COMMITMENT TO RELEASE EMPLOYEES FROM NON-COMPETITION AND NON-SOLICITATION CLAUSES
The Council was concerned about the merger, and EY and KPMG Danmark therefore committed to release up to 200 employees from their non-competition and non-solicitation clauses and to grant long notices if they were employed with the new KPMG 2014.
The Council found that this commitment would enable KPMG 2014 to establish itself on the market sooner and with increased strength thereby ensuring a continued stable and unchanged competitive situation on the market. The Council therefore approved the merger making the commitment binding.

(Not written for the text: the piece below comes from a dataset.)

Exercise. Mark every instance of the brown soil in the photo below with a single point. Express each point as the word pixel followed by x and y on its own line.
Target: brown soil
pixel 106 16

The auditing business traditionally applies so-called auditor clauses, which are mixed non-competition and non-solicitation clauses. An auditor clause prevents a resigned employee from taking on assignments for the company's clients. Further, the clauses are entered into with key employees restricting them from carrying on competitive activities or taking up employment with a competing audit firm.
In addition to the auditor clauses, which typically apply for one-two years, the business also uses relatively long notices of up to seven months in relation to employees with a certain seniority.
The Council's demand to release the employees from the non-competition and non-solicitation clauses and to reduce the notices is specifically justified by the special employment law restrictions applying to the auditing business. The decision is, however, a good example of how employment law restrictions may affect the competitive consequences of a transaction and vice versa.